In the winters of 2007 and 2008, a smaller participant group, including JNOC and the Geological Survey of Canada, conducted a new Mallik program with the primary objective to install physical installations for production testing and re-injection of produced water, to deploy and evaluate new monitoring systems, and to undertake a short-term pressure drawdown test to gain new and groundbreaking insights prior to undertaking long-term production tests in 2008. Ongoing analysis of the data collected throughout the program will lead to a greater and better understanding of gas hydrate properties and its formation, production response, and the effectiveness of conventional production technologies. Scientific and engineering results were made publicly available to scientists, stakeholders and engineers through the Bulletin of the Geological Survey of Canada (Bulletin 544 and 585).

== Importance as an active study site ==
Mallik, as an ongoing gas hydrate research site, is the first fully integrated field study and modern production test well of natural gas hydrates in Canada. The wells were drilled to test a major natural gas hydrate accumulation in the Mackenzie Delta of the northwestern Canadian Arctic. It gave scientists the opportunity to monitor the physical response of gas hydrate deposits and investigate permafrost gas hydrates in one of its most prominent occurrences.
From a technical perspective, the results from the scientific R&D Program in the Mackenzie Delta basin confirmed pre-drill predictions that gas hydrates were present in high-saturation, sand-rich reservoirs. Scientists were able to successfully recover wireline cores through the different gas hydrate intervals. Also, experts could carry out cross-hole tomography experiments not only before, but also during and after the actual production tests. During the project, a suite of several different open-hole logs could be obtained by using advanced and new gas hydrate logging tools, giving first insights into the reservoir thickness and general natural gas hydrate saturations. Due to a lack of pipeline or gathering system, there is currently only one field in the Mackenzie Delta – providing natural gas to the town of Inuvik – and no commercial oil or gas production.

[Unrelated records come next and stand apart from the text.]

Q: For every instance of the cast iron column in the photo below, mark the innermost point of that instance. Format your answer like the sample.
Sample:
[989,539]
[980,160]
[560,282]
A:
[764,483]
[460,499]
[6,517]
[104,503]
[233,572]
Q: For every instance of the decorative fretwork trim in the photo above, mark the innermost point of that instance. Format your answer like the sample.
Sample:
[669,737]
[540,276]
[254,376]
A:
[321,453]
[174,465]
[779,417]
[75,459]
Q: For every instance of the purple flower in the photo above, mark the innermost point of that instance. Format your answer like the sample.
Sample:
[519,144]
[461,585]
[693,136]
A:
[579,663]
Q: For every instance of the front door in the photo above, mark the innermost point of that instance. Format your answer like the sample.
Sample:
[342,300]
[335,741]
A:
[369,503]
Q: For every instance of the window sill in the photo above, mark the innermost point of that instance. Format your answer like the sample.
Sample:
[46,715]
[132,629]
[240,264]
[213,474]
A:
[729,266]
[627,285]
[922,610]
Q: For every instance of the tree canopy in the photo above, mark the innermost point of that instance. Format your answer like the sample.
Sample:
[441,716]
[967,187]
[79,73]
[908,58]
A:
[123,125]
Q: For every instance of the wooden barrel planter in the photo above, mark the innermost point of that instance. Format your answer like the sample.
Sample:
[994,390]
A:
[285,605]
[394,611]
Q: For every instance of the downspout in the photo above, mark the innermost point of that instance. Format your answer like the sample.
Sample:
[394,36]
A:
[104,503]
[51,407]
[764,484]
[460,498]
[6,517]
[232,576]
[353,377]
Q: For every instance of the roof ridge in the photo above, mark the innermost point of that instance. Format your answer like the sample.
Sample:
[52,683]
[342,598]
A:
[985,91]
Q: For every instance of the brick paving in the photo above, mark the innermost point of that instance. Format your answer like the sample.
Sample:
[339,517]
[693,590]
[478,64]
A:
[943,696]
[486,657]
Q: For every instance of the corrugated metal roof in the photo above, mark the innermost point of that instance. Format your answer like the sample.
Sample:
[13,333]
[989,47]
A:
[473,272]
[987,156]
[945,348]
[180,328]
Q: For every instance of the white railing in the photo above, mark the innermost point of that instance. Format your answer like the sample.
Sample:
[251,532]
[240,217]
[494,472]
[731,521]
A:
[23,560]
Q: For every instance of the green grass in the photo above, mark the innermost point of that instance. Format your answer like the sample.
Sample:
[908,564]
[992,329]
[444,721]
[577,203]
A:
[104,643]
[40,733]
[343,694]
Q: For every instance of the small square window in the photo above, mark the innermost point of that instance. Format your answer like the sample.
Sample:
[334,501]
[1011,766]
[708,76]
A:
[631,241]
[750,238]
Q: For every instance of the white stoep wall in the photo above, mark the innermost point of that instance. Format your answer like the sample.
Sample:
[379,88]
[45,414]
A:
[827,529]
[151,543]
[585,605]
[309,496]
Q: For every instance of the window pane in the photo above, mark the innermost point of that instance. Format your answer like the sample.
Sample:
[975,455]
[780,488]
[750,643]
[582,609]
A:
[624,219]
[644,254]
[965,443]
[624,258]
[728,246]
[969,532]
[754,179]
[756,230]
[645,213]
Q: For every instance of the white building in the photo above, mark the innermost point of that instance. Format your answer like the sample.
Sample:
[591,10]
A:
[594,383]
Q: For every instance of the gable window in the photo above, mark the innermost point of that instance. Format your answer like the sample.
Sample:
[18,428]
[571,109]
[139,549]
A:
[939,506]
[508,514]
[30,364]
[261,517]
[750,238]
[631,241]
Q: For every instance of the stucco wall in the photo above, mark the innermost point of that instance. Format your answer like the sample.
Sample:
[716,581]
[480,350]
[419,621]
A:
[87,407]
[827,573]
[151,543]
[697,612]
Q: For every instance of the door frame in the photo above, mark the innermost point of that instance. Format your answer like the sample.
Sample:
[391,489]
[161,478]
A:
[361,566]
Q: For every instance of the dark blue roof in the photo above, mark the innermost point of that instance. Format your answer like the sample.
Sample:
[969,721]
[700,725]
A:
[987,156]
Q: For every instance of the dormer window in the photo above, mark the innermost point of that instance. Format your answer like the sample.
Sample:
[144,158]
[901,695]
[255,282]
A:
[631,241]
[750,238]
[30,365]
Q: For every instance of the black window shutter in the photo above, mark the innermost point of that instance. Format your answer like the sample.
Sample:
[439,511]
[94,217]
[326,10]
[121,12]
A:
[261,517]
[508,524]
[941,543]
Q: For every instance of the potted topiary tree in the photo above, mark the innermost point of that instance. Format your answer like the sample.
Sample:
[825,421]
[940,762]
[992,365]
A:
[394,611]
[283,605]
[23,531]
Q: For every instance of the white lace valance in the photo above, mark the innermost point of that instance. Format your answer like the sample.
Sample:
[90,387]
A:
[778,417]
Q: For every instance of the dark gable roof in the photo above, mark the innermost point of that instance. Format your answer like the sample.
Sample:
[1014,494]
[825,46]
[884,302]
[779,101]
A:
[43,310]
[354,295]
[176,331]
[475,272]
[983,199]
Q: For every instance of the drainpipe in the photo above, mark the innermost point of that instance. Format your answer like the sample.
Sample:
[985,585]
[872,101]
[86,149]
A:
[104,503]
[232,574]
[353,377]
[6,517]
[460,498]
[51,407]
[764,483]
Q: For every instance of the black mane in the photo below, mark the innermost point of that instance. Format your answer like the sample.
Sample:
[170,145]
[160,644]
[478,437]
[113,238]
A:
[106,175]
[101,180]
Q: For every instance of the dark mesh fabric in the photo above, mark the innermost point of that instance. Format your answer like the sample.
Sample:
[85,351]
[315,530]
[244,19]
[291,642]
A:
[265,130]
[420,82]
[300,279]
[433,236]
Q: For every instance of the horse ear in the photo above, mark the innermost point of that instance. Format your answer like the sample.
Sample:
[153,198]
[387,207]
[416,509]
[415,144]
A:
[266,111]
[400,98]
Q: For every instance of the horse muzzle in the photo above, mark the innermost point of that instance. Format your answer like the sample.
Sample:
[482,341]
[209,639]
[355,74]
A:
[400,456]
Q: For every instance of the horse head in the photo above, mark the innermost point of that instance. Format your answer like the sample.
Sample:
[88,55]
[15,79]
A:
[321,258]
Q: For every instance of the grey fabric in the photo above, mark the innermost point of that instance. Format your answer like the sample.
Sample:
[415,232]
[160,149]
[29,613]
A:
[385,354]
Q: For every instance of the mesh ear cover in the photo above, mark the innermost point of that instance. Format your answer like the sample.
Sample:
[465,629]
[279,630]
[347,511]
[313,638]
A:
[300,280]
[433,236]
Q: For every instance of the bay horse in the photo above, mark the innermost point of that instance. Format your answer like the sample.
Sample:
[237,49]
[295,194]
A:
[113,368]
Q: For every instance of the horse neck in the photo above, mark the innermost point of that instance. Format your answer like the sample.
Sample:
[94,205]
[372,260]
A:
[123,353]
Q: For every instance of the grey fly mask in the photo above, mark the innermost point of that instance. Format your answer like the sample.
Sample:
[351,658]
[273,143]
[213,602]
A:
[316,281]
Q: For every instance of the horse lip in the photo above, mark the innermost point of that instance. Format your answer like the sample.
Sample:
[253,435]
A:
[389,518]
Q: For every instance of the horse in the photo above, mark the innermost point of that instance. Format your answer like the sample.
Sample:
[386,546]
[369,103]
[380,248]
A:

Furthermore, the thermal-simulation tests conducted at research well Mallik 5L-38 were not only carried out to evaluate a potential production method or to prove the commercial viability of gas hydrates in Canada but also to observe the dissociation of a gas hydrate interval at temperatures above the gas hydrate stability point, while maintaining constant pressure. The results of the thermal simulation were then used to calibrate numerical simulation models that give new insights into the kinetic and thermodynamic properties of gas hydrates.